Cette dernière est rattrapée par le prix record des œufs, près de 9,00 USD la douzaine, alors que le cheptel de volailles du pays est décimé par la grippe aviaire. Une situation qui contribue à gonfler la facture d’épicerie des ménages américains. L’inflation du prix du panier d’épicerie, qui a contribué à la défaite électorale du tandem démocrate Biden/Harris, a déjà grimpé à près de 14 % en 2022-2023. Elle est aujourd’hui sous la barre des 2 %, mais cela ne signifie pas que la famille américaine moyenne a plus d’argent dans sa poche.
Par ailleurs, la secrétaire Rollins s’est engagée à ce que l’aide d’urgence de 31 milliards de dollars soit acheminée aux agriculteurs « à la vitesse Trump » avant le 21 mars, date butoir exigée par le Congrès.
Quant à la déportation massive de plus de dix millions d’immigrants illégaux promise par le président, dont plusieurs récoltent les fruits et légumes et traient les vaches des producteurs américains. « Je réalise que la main-d’œuvre est un sujet préoccupant dans la communauté agricole. Écoutez, personne mieux placé que le président Trump comprend les défis que cela représente pour vous et je vais être là pour lui rappeler », a-t-elle indiqué.
(Selon Seth Meyer, le poste de dépenses le plus important à la ferme en 2025 est la main-d’œuvre, avant l’achat de bétail ou de volailles, les semences, les taxes foncières ou le prix de location des terres)
Inquiétude chez les fonctionnaires et les agriculteurs
Durant l’allocution de Brook Rollins, de nombreuses questions ont été envoyées par les quelque mille participants en ligne.

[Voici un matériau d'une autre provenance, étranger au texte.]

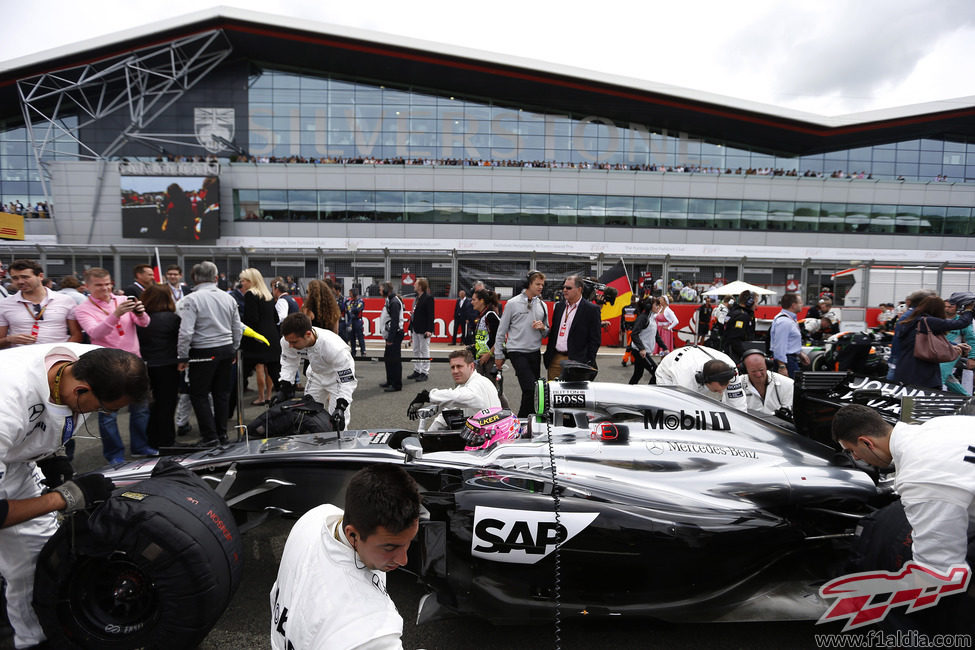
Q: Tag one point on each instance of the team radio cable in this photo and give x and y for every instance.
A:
(541, 391)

Le personnel du Département de l’agriculture craint de subir le sort de l’Agence américaine d’aide humanitaire (USAID) par Elon Musk. Le multimilliardaire chargé par le président Trump d’éviscérer la fonction publique fédérale a congédié pour de bon ou temporairement quelque 5000 employés et contractants de l’USAID à Washington et autour du globe. L’agence œuvre auprès des populations les plus démunies dans 120 pays.
Le Département américain de l’agriculture emploie 100 000 personnes et le personnel de ses agences, réparties dans plus 4500 bureaux dans le monde rural américain, administre des programmes clés allant du crédit, du soutien aux revenus, au prix des denrées, à la sécurité alimentaire, à la prévention de pandémie, d’assistance en cas de catastrophe naturelle, de conservation des sols, etc. Sur le fil conversationnel, on pouvait lire :
- Allez-vous contrecarrer publiquement le narratif qui vilipende les employés fédéraux et vous engager à sécuriser les emplois d’analystes des agences du Département de l’agriculture (NASS, ERS, ARS) qui fournissent des analyses aux agriculteurs, aux communautés rurales et aux consommateurs ?
- Est-ce que le Département de l’agriculture va continuer d’encourager la santé des sols et promouvoir par exemple le semis direct ?
Aucune de ces questions n’a été relevée par l’économiste en chef qui agissait en maître de cérémonie. Seth Meyer sera conférencier aux Perspectives agroalimentaires prévues le 23 avril prochain à Drummondville.